A majority of state government agenciesin Virginia are doing an unacceptable job of protecting information like Social Security and credit card numbers, driving records and medical information, according to a state report.
Eighty percent of the 104 state agencies and institutions surveyed by the Auditor of Public Accounts had inadequate security programs, the report said. Still, almost all state agencies had some kind of oversight of their information-technology systems.
“There are significant risks that the information they have that should be protected will get out,” Walter J. Kucharski, the state’s auditor of public accounts told the Richmond Times-Dispatch. “If I can let somebody copy (data) on a thumb drive, you’ve got a problem.”
The Virginia departments of Taxation and General Services, Virginia Commonwealth University, the University of Virginia and Virginia Tech have model security systems, the report said.
The study also said that because government information systems are interconnected, porous information systems in smaller agencies can create risks for larger agencies and the information they keep.
Since there’s no agency that is in charge, the three branches of government do not have a statewide way to ensure the security of information, Kucharski said.
Oversight in the state’s legislative and judicial branches is particularly weak, the report said, adding that the branches “establish their own information-security programs without any guidance or minimum requirements.”
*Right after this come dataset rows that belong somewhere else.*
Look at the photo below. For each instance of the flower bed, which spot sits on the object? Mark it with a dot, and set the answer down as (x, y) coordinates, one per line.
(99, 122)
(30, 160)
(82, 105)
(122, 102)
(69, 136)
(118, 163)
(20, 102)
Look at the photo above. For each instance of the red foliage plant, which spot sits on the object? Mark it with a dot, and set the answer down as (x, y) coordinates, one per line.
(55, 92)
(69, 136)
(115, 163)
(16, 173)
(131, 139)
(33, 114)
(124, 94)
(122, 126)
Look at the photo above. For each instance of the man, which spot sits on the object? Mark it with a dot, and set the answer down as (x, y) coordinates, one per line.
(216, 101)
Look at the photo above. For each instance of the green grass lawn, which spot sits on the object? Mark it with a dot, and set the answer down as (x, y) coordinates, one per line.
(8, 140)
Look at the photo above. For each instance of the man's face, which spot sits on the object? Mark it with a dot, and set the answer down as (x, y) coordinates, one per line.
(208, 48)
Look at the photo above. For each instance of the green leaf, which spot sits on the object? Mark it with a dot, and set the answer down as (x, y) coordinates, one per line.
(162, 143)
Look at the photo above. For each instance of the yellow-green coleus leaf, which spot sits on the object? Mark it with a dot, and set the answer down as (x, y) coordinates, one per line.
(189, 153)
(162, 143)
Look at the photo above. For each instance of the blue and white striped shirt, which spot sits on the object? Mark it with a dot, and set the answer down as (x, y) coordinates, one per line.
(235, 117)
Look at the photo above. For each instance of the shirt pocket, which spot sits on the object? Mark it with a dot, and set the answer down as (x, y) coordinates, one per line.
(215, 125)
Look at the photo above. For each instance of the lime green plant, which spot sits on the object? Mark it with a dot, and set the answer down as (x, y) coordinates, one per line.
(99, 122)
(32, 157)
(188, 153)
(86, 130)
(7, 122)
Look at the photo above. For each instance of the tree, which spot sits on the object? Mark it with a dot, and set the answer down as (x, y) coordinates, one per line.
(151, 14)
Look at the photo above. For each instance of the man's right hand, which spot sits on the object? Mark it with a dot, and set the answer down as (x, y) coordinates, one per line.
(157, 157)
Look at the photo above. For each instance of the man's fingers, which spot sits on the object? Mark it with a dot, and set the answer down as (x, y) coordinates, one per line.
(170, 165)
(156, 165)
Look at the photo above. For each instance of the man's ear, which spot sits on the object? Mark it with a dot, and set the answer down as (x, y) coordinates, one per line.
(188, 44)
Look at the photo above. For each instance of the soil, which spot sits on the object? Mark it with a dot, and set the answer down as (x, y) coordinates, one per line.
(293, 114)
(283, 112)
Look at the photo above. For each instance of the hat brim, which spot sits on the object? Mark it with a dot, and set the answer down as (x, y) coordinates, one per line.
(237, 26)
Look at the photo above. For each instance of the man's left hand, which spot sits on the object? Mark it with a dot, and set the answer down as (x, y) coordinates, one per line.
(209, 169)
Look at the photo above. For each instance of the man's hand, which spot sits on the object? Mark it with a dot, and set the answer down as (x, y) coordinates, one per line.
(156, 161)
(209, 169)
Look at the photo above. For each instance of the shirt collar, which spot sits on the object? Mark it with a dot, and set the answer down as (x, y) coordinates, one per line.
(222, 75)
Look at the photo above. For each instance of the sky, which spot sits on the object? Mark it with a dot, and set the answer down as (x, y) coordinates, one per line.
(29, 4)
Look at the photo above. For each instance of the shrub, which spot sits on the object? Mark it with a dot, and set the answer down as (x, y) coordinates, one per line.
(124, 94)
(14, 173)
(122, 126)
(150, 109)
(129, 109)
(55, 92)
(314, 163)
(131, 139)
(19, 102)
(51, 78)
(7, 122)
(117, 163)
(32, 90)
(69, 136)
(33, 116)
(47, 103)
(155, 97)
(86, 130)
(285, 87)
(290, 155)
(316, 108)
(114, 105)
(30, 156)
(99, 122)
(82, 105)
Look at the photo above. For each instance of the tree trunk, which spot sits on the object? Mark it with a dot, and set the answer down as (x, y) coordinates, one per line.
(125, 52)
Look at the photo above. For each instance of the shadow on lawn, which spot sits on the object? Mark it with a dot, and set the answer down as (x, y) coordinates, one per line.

While the Virginia Information Technologies Agency is charged with establishing information security practices for the state, Kucharski said, the agency does not have the power to make every part of state government comply.
The IT agency noted that while it is tightening security, the executive branch alone uses more than 3,000 computer servers, at least 85 Internet entrances to the state’s system, and more than 40 different intrusion-detection systems.
“We are at risk,” said VITA chief Lemuel C. Stewart Jr. But, “it’s not like we’re just sitting there, open and totally exposed.”
And, he said, “it’s not all technology. Your greatest security risk is in the people.”